"Also, the new plants grew remarkably faster than their parents."
London, June 13 - Plants can transfer their entire genetic material to a partner in an asexual manner, research reveals.
German scientists at the Max Planck Institute of Molecular Plant Physiology have shown for the first time that new species can be generated in an asexual manner as well.
It was generally believed that a combination of desired traits can be obtained by grafting, but there is no exchange or recombination of genetic material - so-called horizontal gene transfer - between the grafted plants.
In our previous work, we were able to prove that, contrary to the generally accepted dogma, there is horizontal gene transfer of chloroplast genes at the contact zone between grafted plants, said lead researcher Ralph Bock.
Now we wanted to investigate if there is a transfer of genetic information between the nuclei as well, Bock added.
The researchers introduced resistance genes against two different antibiotics into nuclear genomes of the tobacco species Nicotiana tabacum and Nicotiana glauca, which usually cannot be crossed.
Afterwards, Nicotiana glauca was grafted onto Nicotiana tabacum or the other way round.

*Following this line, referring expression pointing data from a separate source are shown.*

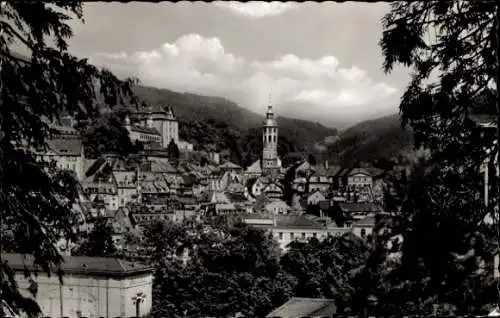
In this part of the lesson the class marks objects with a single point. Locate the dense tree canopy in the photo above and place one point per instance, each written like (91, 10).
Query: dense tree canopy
(107, 134)
(216, 271)
(45, 83)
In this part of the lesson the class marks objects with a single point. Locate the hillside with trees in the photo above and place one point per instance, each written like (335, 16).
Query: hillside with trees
(206, 120)
(381, 139)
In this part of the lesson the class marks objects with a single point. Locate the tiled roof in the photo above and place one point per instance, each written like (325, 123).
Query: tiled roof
(360, 207)
(305, 307)
(255, 167)
(157, 166)
(483, 119)
(66, 147)
(236, 188)
(82, 265)
(359, 170)
(236, 197)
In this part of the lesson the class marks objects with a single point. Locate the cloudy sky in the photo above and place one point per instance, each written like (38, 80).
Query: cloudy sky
(314, 61)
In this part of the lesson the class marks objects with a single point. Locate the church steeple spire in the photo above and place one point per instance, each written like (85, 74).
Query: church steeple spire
(270, 163)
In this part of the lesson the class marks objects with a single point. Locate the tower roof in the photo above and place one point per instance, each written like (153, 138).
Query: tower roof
(270, 120)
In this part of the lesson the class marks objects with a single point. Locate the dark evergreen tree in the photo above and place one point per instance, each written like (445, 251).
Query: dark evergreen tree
(37, 203)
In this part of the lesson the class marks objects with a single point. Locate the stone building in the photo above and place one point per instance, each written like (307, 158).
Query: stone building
(92, 287)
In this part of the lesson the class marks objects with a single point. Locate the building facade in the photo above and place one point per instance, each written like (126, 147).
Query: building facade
(92, 287)
(162, 127)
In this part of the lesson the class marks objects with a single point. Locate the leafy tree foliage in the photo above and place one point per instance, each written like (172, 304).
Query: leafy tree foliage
(322, 268)
(36, 200)
(173, 151)
(98, 242)
(107, 134)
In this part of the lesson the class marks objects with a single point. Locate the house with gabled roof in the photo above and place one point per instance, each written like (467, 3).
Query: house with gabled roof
(67, 153)
(90, 286)
(305, 307)
(315, 197)
(287, 228)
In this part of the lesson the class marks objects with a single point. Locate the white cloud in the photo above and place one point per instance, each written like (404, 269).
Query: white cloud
(193, 63)
(257, 9)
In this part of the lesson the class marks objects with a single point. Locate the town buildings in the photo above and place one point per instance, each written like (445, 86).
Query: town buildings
(147, 187)
(92, 287)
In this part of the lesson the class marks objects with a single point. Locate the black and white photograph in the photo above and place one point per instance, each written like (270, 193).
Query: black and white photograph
(249, 159)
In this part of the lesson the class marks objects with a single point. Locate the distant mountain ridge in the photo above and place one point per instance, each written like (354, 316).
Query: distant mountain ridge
(372, 140)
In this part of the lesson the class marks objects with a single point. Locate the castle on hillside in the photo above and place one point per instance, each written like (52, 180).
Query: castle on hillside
(156, 126)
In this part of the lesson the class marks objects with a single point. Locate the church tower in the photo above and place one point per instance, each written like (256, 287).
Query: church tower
(270, 164)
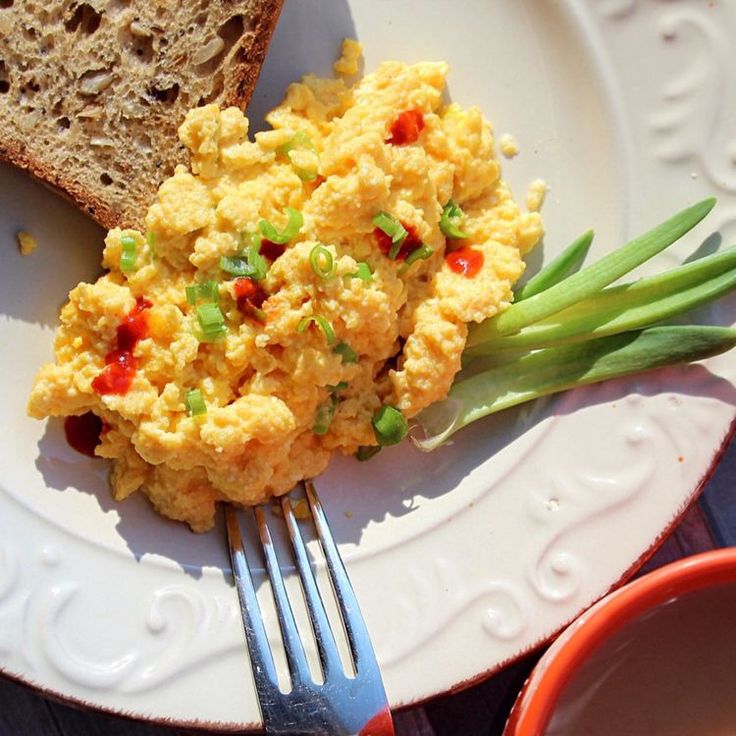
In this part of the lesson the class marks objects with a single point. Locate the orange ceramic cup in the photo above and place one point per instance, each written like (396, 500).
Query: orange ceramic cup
(553, 679)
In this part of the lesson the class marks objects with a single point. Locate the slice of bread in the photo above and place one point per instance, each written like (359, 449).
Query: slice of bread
(92, 93)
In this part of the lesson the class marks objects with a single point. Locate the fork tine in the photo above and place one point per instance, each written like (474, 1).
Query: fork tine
(295, 655)
(255, 632)
(318, 616)
(364, 657)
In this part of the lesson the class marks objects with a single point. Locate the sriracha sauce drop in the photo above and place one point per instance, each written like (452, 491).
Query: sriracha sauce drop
(120, 363)
(466, 261)
(406, 128)
(83, 432)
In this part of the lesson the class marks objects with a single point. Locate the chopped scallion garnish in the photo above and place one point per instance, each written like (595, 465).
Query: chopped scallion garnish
(211, 320)
(321, 261)
(393, 228)
(451, 213)
(299, 140)
(293, 226)
(321, 322)
(347, 354)
(128, 253)
(151, 242)
(236, 266)
(207, 291)
(421, 253)
(250, 263)
(389, 425)
(195, 403)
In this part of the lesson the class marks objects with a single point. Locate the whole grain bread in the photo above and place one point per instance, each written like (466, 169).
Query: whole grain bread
(91, 93)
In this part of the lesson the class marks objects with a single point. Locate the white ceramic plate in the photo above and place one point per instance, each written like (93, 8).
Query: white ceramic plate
(462, 559)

After fusion had occurred, scientists excised tissue at the contact zone and cultivated it on a growth medium containing both antibiotics, so that only cells containing both resistance genes and thus, DNA from both species, should survive.
The scientists succeeded in growing up numerous doubly resistant plantlets.
We managed to produce allopolyploid plants (having two or more complete sets of chromosomes derived from different species) without sexual reproduction, said Sandra Stegemann, joint first author of the study.
When the scientists grew their new plants in the greenhouse, it became obvious that they combined characteristics of both progenitor species.
Also, the new plants grew remarkably faster than their parents.
Grafting two species and selecting for horizontal genome transfer could become an interesting method for breeders who could use this approach to create new crop plants with higher yields and improved properties, researchers concluded.